How, in the context of all that, can people talk about what Madonna is choosing to wear, do or say, caveating it with the context of ‘at her age’? While she dances, sings and showcases that she has lived the most incredible life, how can you do anything but jump for joy that she’s here at 65, on stage, giving her all and loving every second?

One predictably mean review is headlined ‘Isn’t it time you grew up?’ If you can talk about hotpants or make cruel comments about appearance, when Madonna is on stage calling on her thousands of fans to see every increasing year on their birthday cards to be a cause for pure celebration… then maybe it’s not Madonna who needs to grow up?

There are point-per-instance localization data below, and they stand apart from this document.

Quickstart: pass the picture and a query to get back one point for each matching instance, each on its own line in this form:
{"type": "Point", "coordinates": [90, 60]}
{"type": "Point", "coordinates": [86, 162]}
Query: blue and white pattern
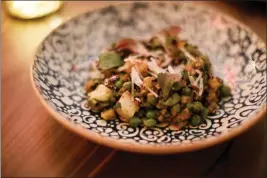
{"type": "Point", "coordinates": [238, 56]}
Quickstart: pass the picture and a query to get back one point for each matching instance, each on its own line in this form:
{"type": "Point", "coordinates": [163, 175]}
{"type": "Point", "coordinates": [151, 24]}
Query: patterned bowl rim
{"type": "Point", "coordinates": [146, 148]}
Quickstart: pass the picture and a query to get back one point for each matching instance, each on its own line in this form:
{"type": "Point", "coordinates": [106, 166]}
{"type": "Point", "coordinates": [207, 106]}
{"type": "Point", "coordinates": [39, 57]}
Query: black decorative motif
{"type": "Point", "coordinates": [238, 56]}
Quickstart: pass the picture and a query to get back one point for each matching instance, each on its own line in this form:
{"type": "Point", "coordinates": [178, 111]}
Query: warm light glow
{"type": "Point", "coordinates": [32, 9]}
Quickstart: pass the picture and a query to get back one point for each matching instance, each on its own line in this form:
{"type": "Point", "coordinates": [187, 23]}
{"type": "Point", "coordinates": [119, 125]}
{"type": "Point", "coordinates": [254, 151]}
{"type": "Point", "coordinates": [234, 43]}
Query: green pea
{"type": "Point", "coordinates": [225, 91]}
{"type": "Point", "coordinates": [189, 106]}
{"type": "Point", "coordinates": [92, 102]}
{"type": "Point", "coordinates": [140, 113]}
{"type": "Point", "coordinates": [127, 85]}
{"type": "Point", "coordinates": [151, 114]}
{"type": "Point", "coordinates": [175, 98]}
{"type": "Point", "coordinates": [204, 113]}
{"type": "Point", "coordinates": [150, 122]}
{"type": "Point", "coordinates": [195, 120]}
{"type": "Point", "coordinates": [151, 99]}
{"type": "Point", "coordinates": [118, 84]}
{"type": "Point", "coordinates": [135, 122]}
{"type": "Point", "coordinates": [176, 86]}
{"type": "Point", "coordinates": [175, 109]}
{"type": "Point", "coordinates": [197, 107]}
{"type": "Point", "coordinates": [186, 91]}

On Sunday night, Madonna ran out of time – after appearing on stage late, she failed to have time to do the encore that had run the previous night. Some fans, well-weathered from many a late Madonna appearance barely batted an eyelid. Many were disappointed. Maybe it was poetic though. Because isn’t that always the threat that looms over us? That things can get cut short at any moment?

Maybe that’s taking it too far. But I do know that as I left the stadium, I thought a lot about people who weren't around to see that show. Of people who'd give anything to enjoy those hours with family and friends. One thing about Madonna was imprinted on my mind – she’d added double-meaning to the idea of standing the test of time.